Zwei Oberfranken befinden sich mitten im Koalitionspoker. Beste Freunde sind Andreas Schwarz (SPD) und Thomas Silberhorn (CSU) noch nicht. Erste Flirtversuche gibt es freilich schon. Ob mehr daraus wird?

Die Geschichte von den zwei Königskindern wird sich derzeit auch an der Spree gerne erzählt. Wenn auch in etwas abgewandelter Form als in der berühmten Ballade fragen sich viele Beobachter im politischen Berlin: Finden die "Schwarzen" und die "Roten" wirklich zueinander? Oder kommen die Parteien nicht zusammen, weil das Wasser am Ende für die Parteien doch zu tief ist?

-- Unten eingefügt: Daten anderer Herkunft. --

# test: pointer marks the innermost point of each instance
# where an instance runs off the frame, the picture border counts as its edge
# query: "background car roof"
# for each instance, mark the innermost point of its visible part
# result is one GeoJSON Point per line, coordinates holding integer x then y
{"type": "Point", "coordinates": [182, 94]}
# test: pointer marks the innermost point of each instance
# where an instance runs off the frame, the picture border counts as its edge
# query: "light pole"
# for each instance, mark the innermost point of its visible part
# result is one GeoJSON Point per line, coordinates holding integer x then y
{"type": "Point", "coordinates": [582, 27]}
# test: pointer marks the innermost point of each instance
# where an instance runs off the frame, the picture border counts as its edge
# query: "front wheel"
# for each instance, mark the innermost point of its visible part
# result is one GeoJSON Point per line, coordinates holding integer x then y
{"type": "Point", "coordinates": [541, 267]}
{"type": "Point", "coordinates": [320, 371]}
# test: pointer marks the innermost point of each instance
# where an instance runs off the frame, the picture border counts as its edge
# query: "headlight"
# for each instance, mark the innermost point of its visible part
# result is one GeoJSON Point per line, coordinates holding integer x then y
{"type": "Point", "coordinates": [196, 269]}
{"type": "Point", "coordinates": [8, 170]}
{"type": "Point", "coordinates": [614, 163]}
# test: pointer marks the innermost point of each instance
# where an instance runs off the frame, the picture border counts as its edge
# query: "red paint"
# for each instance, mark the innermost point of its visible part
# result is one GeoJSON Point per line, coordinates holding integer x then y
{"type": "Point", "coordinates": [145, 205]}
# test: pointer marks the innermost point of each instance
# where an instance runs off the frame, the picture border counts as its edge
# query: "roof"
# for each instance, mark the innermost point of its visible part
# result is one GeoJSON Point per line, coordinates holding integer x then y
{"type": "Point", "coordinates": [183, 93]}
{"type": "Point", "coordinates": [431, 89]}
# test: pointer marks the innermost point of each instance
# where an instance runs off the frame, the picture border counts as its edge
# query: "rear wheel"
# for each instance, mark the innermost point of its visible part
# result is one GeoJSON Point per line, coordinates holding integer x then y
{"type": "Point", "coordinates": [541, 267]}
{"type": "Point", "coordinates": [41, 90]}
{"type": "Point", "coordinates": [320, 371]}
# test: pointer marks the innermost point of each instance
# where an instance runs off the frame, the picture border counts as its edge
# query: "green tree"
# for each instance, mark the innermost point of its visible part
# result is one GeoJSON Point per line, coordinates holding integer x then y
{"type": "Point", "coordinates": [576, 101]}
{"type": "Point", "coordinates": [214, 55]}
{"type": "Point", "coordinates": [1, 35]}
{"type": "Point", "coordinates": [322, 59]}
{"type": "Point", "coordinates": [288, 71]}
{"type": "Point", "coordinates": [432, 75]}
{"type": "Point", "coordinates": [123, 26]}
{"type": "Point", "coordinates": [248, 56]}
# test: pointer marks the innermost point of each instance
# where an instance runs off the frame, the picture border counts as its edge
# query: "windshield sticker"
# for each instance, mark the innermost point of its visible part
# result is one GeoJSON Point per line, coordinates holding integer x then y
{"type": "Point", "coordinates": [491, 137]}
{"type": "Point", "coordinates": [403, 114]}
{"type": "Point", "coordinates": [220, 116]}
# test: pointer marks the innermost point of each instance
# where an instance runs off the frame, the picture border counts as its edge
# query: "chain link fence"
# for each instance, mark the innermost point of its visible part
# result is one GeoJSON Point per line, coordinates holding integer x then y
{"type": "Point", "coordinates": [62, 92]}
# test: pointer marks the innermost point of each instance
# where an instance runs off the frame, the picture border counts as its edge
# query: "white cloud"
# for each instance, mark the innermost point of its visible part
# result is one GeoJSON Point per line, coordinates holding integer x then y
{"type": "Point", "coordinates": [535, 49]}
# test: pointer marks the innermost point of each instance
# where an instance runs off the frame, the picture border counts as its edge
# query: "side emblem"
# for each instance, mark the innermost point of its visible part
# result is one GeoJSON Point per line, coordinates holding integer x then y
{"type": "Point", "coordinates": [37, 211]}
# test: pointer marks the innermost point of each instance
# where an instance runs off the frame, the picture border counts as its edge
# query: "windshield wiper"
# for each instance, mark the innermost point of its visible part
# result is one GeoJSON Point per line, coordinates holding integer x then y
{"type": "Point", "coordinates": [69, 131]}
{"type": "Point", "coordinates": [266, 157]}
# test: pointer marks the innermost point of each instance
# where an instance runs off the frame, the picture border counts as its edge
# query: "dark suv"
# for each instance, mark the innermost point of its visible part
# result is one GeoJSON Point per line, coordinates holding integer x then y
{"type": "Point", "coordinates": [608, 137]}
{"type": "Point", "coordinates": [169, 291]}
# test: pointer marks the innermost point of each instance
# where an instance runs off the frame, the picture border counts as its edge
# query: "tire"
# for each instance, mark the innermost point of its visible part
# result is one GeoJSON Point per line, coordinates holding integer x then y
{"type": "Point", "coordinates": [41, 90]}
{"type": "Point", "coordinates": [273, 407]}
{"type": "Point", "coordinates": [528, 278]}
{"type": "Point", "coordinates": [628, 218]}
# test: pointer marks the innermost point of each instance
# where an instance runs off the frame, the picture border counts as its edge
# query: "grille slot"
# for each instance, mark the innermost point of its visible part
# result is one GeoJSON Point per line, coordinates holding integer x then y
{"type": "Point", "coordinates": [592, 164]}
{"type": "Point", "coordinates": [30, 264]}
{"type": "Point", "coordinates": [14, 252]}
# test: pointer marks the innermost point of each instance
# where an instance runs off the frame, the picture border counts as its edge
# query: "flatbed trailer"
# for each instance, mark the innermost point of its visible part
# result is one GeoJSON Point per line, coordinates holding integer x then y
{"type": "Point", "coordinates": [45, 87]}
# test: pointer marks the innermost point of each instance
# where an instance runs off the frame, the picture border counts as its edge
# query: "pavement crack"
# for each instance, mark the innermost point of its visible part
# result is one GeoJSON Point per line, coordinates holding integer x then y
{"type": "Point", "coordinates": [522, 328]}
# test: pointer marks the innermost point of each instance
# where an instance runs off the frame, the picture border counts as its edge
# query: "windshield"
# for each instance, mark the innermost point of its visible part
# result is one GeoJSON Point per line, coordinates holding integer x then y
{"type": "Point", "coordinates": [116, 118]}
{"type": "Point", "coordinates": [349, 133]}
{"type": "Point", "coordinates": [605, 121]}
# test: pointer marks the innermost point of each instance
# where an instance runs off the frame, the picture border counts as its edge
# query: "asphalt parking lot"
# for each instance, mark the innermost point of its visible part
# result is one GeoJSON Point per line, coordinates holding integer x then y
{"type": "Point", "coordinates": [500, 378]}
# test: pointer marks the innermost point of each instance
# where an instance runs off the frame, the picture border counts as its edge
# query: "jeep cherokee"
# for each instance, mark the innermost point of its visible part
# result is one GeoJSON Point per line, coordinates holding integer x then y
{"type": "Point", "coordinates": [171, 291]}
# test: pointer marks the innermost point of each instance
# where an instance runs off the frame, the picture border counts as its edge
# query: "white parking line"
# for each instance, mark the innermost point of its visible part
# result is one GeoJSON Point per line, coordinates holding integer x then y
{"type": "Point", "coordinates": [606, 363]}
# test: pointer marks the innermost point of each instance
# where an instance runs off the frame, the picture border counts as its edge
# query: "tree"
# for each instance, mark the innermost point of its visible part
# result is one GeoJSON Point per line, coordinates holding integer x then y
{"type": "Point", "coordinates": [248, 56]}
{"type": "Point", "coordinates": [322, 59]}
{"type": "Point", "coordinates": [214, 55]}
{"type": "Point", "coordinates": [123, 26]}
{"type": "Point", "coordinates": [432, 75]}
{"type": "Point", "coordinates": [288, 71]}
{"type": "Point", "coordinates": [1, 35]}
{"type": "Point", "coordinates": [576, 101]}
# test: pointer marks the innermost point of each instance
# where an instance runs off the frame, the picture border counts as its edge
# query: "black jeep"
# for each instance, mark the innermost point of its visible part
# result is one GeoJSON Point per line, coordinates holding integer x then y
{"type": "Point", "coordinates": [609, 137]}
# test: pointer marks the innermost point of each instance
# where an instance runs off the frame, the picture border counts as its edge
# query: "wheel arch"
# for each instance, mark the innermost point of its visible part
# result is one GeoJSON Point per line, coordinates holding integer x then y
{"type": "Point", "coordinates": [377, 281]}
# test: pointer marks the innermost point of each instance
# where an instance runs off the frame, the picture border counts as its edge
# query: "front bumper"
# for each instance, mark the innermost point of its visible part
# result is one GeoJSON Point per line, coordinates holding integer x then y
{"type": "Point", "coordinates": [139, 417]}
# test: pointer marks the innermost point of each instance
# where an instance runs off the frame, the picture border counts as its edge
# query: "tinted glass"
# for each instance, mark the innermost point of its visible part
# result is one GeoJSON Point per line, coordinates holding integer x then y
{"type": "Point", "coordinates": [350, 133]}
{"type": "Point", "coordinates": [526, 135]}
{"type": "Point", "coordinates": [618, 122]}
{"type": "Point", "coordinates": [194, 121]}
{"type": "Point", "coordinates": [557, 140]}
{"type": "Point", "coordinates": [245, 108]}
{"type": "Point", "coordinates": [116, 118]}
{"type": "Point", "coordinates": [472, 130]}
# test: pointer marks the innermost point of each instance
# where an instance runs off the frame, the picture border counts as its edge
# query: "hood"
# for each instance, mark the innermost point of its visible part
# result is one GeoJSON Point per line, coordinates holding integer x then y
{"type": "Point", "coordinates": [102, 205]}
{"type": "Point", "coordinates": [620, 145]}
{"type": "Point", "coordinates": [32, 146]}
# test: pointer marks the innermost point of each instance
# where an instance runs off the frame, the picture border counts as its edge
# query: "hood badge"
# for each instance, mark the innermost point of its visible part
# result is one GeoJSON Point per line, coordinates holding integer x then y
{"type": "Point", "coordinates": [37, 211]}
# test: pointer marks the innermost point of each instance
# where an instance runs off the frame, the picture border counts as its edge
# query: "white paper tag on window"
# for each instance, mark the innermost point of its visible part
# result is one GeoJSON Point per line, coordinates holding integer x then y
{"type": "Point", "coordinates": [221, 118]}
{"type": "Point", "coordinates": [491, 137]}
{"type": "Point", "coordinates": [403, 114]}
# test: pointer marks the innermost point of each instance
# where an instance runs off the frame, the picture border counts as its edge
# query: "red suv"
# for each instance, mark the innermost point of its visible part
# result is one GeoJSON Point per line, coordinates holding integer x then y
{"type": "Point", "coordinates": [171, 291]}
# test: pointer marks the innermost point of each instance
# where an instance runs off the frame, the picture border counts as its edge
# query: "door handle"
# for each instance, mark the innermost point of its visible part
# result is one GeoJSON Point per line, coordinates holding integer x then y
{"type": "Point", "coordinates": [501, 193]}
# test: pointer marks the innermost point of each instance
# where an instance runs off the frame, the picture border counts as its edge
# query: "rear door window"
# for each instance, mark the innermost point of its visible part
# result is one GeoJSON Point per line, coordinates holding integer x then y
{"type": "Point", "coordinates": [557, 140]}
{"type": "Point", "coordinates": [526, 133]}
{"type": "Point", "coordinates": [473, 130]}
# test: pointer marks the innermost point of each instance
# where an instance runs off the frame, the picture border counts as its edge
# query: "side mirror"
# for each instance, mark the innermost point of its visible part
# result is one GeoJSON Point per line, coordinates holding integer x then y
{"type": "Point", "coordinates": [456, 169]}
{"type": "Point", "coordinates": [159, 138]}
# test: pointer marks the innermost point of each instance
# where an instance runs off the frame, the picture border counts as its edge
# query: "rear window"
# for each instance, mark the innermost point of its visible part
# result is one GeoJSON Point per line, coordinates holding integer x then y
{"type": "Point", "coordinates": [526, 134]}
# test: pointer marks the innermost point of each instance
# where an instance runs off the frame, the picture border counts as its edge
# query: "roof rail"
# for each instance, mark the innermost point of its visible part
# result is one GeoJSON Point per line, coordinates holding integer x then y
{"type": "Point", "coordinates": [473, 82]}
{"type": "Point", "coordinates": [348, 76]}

Während bei den vermeintlichen Großkoalitionären abwechselnd die Herzen höher schlagen und dann wieder die Fetzen fliegen, müssen sich auch Andreas Schwarz (SPD) und Thomas Silberhorn (CSU), die für den Wahlkreis Bamberg-Forchheim im Bundestag sitzen, mit dem Gedanken auseinandersetzen, künftig quasi zu politisch besten Freunden verbandelt zu werden. Gut, die Verbindung wird nur auf Zeit geschlossen. Der Ehe-Vertrag für die Regierungsbank soll maximal vier Jahre halten. Wenn keiner vorher die Scheidung einreicht.

Schwarz, der ehemalige Bürgermeister aus Strullendorf, der für die "Roten" zum ersten Mail in Berlin hockt, bestätigt indirekt die ersten Annäherungsversuche zwischen den fränkischen Sozis und CSUlern an der Spree: "Mit Herrn Silberhorn war ich noch kein Bier trinken. Ich habe ihn neulich mal im Restaurant gesehen. Man sagt halt Hallo", schildert der frischgebackene Bundesparlamentarier die erste kühle Begegnung der fränkischen Bundespolitiker rund um den Reichstag.

Schwärmen klingt anders

"Herrn Schwarz habe ich in Berlin kurz getroffen", bestätigt Thomas Silberhorn kurz und knapp. Schwärmereien klingen anders. Eile beim Näherkommen scheinen die beiden Bundespolitiker aus dem Wahlkreis Bamberg-Forchheim jedenfalls nicht zu haben.

Zumal die Koalitionskinder noch immer nicht wissen, ob sie tatsächlich zusammen kommen wollen. Denn selbst wenn alle Zeichen für ein Kabinett Merkel/Gabriel sprechen, steht die Koalition noch in den Sternen. "Ob es tatsächlich zur großen Koalition kommt, steht ja noch nicht fest", betont Andreas Schwarz und schickt noch ein Warnsignal an die CSU/CDU hinterher: "Wir haben erst am Mittwoch um 15 Uhr die entscheidende Fraktionssitzung. Da wird Sigmar Gabriel verkünden, ob der Mitgliederentscheid über eine mögliche Koalition überhaupt durchgeführt wird." Entscheidend seien die letzten Gespräche in allerletzter Minute.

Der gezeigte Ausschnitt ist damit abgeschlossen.